What I'm trying to do is write a stored procedure that will query a view, process each row and and make one or more inserts into a table for each row pulled from the view. Everything seems fine, except for the fact that, arbitrarily, mid-point during the process, the server seems to hang on the insert command. I have no idea if there's some memory limit on cursor results sets, or what could be happening. Relevant parts of the SP and a few clarifying comments posted below.
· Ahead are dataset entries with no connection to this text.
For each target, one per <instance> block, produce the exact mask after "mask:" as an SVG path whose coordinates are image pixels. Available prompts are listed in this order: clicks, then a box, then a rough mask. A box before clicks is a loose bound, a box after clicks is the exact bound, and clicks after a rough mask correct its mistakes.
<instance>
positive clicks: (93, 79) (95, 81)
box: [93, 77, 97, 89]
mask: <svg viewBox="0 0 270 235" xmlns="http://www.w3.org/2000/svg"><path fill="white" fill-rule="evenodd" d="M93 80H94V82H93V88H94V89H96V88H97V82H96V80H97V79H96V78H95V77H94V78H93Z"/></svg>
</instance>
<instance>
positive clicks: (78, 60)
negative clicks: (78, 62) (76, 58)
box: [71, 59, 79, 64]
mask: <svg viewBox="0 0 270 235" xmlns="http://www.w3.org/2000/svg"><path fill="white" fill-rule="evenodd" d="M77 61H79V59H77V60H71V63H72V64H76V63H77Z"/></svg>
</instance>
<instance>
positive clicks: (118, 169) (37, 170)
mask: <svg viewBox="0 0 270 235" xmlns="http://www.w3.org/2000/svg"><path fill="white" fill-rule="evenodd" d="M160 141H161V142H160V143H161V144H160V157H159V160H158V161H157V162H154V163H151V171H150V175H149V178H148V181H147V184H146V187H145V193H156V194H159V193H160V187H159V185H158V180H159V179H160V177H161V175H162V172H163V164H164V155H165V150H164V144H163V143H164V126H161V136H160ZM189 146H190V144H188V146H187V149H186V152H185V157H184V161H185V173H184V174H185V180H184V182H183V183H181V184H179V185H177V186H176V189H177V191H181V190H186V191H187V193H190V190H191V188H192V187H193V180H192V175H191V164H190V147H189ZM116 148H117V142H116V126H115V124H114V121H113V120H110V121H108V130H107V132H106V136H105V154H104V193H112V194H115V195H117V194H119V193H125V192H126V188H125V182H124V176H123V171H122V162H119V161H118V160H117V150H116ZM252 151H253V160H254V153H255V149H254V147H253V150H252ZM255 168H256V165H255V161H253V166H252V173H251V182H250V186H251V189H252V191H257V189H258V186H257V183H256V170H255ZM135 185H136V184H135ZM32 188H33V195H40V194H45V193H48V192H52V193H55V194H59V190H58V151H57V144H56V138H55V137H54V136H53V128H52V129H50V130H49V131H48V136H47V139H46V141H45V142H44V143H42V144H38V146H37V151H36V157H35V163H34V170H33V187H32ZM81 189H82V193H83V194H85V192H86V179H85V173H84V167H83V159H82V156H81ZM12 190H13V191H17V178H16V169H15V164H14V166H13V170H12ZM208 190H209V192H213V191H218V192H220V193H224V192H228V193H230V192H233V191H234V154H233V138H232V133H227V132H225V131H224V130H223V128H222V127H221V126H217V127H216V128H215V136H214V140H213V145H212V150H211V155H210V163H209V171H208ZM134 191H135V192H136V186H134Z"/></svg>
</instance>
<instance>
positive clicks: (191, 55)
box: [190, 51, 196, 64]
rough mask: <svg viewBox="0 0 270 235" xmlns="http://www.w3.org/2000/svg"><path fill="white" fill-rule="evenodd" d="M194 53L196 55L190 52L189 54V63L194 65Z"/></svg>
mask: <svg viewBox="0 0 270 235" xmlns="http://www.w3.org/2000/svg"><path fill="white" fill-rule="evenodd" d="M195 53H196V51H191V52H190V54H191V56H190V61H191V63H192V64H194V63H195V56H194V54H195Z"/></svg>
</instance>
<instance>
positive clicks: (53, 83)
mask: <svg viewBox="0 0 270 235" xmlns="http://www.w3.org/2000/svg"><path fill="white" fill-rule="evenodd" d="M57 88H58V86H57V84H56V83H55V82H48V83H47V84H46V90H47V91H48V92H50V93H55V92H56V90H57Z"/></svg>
CREATE PROCEDURE `Cache_Network_Observations` ()
BEGIN
-- Declare all variables
/* This cursor is hitting the view which should be returning a number of rows on the scale of ~5M+ records
*/
DECLARE cursor1 CURSOR FOR
SELECT * FROM usanpn2.vw_Network_Observation;
CREATE TABLE Cached_Network_Observation_Temp (observation_id int, name varchar(100), id int);
OPEN cursor1;
load_loop: loop
FETCH cursor1 INTO observation_id, id1, name1, id2, name2, id3, name3, gid1, gname1, gid2, gname2, gid3, gname3;
IF id1 IS NOT NULL THEN
INSERT INTO usanpn2.Cached_Network_Observation_Temp values (observation_id, name1, id1);
END IF;
-- some additional logic here, essentially just the same as the above if statement
END LOOP;
CLOSE cursor1;
END
That being the SP, when I actually run it, everything goes off without a hitch until the process runs and runs and runs. Taking a look at the active query report, I am seeing this:
| 1076 | root | localhost | mydb | Query | 3253 | update | INSERT INTO usanpn2.Cached_Network_Observation values ( NAME_CONST('observation_id',2137912), NAME_ |
Not positive where the NAME_CONST function is coming from or what that has to do with anything. I've tried this multiple times, the observation_id variable / row in the view varies each time, so it doesn't seem to be anything tied to the record.
TIA!
I don't see a NOT FOUND handler for your fetch loop. There's no "exit" condition.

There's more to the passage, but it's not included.